I come from an academic environment. I have a bias.
 

Fogdog

Well-Known Member
I come from an academic environment. I have a bias.
We throw dice and expect a different result. One might say that we don't throw dice exactly the same way and so we get different results each time. But to the dice thrower, they didn't do anything different. Was he insane?
 

CatHedral

Well-Known Member
We throw dice and expect a different result. One might say that we don't throw dice exactly the same way and so we get different results each time. But to the dice thrower, they didn't do anything different. Was he insane?
I feel so covered I said deterministic. You’re describing the stochastic, whole nother thing. Dice are stochastic. Deterministic is like a good target rifle, point of aim correlates tightly with point of impact.
And then there is chaos theory. Why I’m good with different clouds every day. It is a mercy that ours is not a clockwork universe.

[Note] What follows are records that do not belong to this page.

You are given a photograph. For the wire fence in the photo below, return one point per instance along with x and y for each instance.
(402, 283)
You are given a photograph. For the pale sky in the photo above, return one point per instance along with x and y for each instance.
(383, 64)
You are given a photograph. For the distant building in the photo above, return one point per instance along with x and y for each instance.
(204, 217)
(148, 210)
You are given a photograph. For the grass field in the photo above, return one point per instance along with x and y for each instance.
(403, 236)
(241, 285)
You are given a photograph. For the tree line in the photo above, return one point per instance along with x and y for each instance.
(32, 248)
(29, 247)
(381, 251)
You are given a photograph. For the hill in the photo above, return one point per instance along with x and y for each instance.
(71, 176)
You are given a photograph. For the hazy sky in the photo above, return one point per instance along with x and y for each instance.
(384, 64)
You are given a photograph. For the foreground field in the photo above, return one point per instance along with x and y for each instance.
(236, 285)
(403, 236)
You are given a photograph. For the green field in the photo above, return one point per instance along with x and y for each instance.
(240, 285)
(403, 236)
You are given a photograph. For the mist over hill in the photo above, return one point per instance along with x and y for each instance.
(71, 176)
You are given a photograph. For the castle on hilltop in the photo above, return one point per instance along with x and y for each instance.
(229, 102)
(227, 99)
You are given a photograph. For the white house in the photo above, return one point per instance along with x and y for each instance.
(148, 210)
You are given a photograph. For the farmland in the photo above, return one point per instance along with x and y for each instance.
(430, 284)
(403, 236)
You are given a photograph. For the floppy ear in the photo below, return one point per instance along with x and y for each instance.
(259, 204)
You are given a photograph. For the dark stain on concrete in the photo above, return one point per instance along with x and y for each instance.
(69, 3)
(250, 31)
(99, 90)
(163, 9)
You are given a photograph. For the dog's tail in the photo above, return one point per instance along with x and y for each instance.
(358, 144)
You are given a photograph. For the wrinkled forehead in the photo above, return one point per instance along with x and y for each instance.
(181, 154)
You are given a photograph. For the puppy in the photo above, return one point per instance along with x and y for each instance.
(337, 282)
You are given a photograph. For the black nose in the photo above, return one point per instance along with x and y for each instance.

Oh I got into that. I suspect steep edible uptake event after gloriously greasy lunch.
 

Fogdog

Well-Known Member
I feel so covered I said deterministic. You’re describing the stochastic, whole nother thing. Dice are stochastic. Deterministic is like a good target rifle, point of aim correlates tightly with point of impact.
And then there is chaos theory. Why I’m good with different clouds every day. It is a mercy that ours is not a clockwork universe.

Oh I got into that. I suspect steep edible uptake event after gloriously greasy lunch.
The saying is about how people act.

Determinism is an illusion. What Einstein describes as insanity is, according to quantum theory, the way the world actually works.